Alcune scene sono difficili da tollerare per un pubblico comune. Si pone mai un limite nella sua arte?
«Vedo il mio lavoro come un ospite in un corpo ospitante. Penso che, una volta che il corpo ospitante sia stato occupato, allora la mia opera può prendere qualsiasi forma consentita da quel corpo. In questo caso, il corpo ospitante è il romanzo Antiche sere. Ed è un romanzo sessualmente molto esplicito, così gran parte delle immagini deve rispondere a questo».
Il sesso è un elemento che ricorre nelle sue opere.
« River of Fundament ha un contenuto sessuale esplicito diverso, rispetto alle altre mie opere. Ha più a che fare con la natura, è più concreto. Nel romanzo di Mailer ci sono descrizioni del sesso con cui io stesso non mi sento a mio agio. Ma la sfida era proprio questa: riuscire a rappresentarle lo stesso».
Non pensa mai al pubblico?
« River of Fundament è concepito come un’opera lirica. Ma il pubblico di riferimento è quello interessato alle performance. Per questo è stato presentato nei festival di Performing Art. In contesti diversi la ricezione sarebbe differente. Il contesto in cui si presenta un lavoro del genere è fondamentale ».
Nell’ultimo atto, c’è un coro di sosia di Hemingway. Quanto è importante la letteratura nel suo lavoro?
«La letteratura in questo caso è il corpo che ospita il mio lavoro, quindi è stata molto importante. Abbiamo ricreato come sfondo del film la cerchia letteraria e culturale che circondava Mailer a New York».
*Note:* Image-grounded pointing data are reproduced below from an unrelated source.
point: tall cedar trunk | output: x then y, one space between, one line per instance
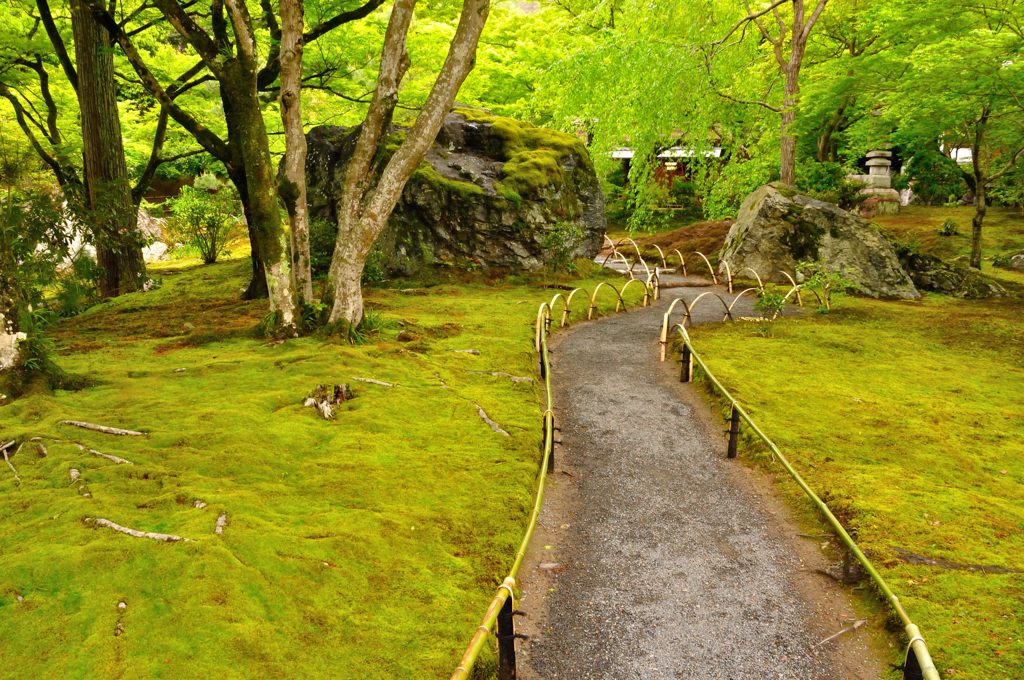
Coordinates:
979 186
787 140
257 282
976 222
113 213
293 188
264 220
10 349
237 173
363 214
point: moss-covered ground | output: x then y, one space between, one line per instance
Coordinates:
920 226
907 418
366 547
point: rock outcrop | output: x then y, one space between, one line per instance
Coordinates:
777 228
492 193
933 274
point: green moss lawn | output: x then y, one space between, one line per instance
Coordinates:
367 547
907 417
1003 235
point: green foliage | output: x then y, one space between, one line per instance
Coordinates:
323 234
826 181
204 216
863 401
559 243
770 303
949 227
826 286
934 178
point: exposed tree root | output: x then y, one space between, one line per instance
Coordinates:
115 459
102 428
6 459
40 447
76 477
324 399
502 374
849 629
913 558
376 382
167 538
492 424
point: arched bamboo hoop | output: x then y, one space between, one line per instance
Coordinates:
728 273
593 298
761 286
646 291
639 258
682 261
565 307
660 254
796 289
741 294
541 325
710 267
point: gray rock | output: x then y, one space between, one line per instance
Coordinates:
492 193
777 228
931 273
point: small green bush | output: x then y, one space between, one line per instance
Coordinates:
949 227
204 216
827 287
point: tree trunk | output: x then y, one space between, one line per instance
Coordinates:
979 186
237 173
113 215
293 188
264 219
787 140
976 222
361 214
256 289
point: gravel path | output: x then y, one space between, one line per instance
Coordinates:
664 565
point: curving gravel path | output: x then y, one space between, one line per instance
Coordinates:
653 561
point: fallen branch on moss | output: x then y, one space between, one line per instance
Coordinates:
325 400
166 538
7 460
102 428
492 424
502 374
115 459
376 382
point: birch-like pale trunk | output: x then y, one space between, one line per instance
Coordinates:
363 212
293 189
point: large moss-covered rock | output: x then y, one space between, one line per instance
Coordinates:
931 273
777 228
492 193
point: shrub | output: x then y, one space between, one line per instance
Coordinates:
559 243
770 304
935 178
949 227
827 287
204 216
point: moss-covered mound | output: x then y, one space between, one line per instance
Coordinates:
492 193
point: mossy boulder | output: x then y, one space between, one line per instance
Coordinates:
931 273
777 228
492 193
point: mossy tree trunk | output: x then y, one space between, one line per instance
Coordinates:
363 212
113 215
293 188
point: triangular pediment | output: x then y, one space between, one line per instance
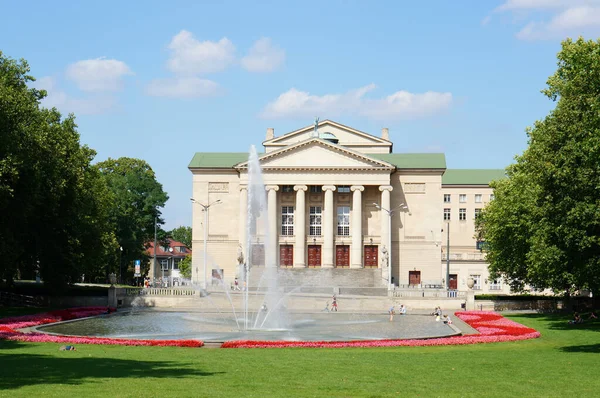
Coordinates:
346 135
317 154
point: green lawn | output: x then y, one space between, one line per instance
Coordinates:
563 362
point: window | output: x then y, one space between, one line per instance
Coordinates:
164 264
315 221
344 220
287 220
477 282
496 284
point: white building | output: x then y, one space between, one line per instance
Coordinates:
326 187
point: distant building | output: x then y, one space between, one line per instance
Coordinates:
167 262
327 186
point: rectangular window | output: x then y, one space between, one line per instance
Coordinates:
446 214
496 284
287 220
477 282
164 264
315 221
344 220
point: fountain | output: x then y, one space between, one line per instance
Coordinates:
264 313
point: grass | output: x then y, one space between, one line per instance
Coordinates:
563 362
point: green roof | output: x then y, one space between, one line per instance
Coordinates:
413 160
472 176
217 159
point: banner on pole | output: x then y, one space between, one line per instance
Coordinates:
137 268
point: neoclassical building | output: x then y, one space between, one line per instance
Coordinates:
338 200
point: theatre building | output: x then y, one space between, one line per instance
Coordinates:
338 200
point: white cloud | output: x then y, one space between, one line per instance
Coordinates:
182 87
399 105
263 56
60 100
191 57
556 19
98 74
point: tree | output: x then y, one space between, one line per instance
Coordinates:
182 234
543 228
185 267
54 218
137 198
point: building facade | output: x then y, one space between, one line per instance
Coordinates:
344 205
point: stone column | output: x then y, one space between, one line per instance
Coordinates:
272 247
328 214
356 225
386 234
300 227
243 228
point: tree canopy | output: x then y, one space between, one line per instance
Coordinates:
543 228
182 234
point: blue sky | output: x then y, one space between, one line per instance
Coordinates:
161 80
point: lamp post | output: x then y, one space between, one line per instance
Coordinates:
205 209
390 213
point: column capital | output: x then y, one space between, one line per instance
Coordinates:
300 188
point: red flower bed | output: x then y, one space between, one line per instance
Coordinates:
492 328
9 326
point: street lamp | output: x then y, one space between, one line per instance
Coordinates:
390 213
205 209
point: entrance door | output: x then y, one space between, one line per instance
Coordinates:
370 256
342 256
258 255
314 255
453 285
286 255
414 277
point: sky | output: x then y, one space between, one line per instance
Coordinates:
160 80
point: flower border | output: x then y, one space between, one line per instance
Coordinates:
492 328
9 326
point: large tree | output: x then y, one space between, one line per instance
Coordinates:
543 228
182 234
138 197
54 203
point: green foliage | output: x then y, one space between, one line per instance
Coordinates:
543 228
182 234
137 197
54 203
185 267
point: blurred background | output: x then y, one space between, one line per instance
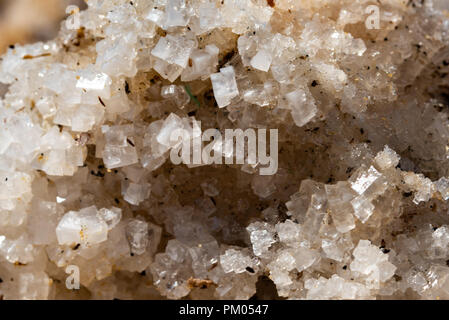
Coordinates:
25 21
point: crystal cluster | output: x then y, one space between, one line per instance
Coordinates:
358 208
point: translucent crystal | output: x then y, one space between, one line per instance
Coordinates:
137 235
83 227
339 197
111 216
225 86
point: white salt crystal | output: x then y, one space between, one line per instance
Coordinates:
442 186
364 180
137 235
261 61
111 216
339 197
236 261
135 193
302 105
171 123
225 86
82 226
174 50
91 81
204 63
363 208
387 159
370 261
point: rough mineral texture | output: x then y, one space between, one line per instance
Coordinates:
358 208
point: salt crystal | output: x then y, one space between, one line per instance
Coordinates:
225 86
261 61
83 227
137 234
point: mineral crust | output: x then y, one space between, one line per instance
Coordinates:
358 208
Nelle sue opere sembra voler creare ex novo una nuova mitologia. Pensa che il mondo contemporaneo abbia bisogno di nuovi miti?
«Penso che la contemporaneità sia piena di nuovi miti. Non sono il solo a crearne. Ma al tempo stesso sono interessato a occupare miti già conosciuti. Ho bisogno della mitologia per dare una struttura al mio lavoro».
Che idea ha del mercato dell’arte contemporanea?
«Ci sono tanti mercati dell’arte contemporanea. Molti di più di quanti si creda. Ma sono più interessato al rapporto sul lungo termine tra gli artisti e le loro opere ».
Crede che l’arte debba modificare la realtà?
«La mia realtà personale di certo è stata modificata, sperimentando l’arte sulla mia pelle».
Per realizzare “River of Fundament” ha impiegato sette anni. Quando lavora e per quante ore al giorno?
«Lavoro tutti i giorni, almeno dalle 9 del mattino alle 6 del pomeriggio. Talvolta anche molto di più. Ora sono concentrato su un’installazione a Oslo, all’Astrup Fearnley Museum».
Che spettatore è Matthew Barney? È stato influenzato dall’horror: “L’esorcista”, “Venerdì 13”, “La casa”... Oggi cosa guarda?
«Mi interessano le performance, la danza. Amo guardare un performer alle prese con uno scopo da raggiungere. Sì, mi piace ancora l’horror, ma purtroppo non si producono così spesso dei buoni film dell’orrore. Non è vero? ».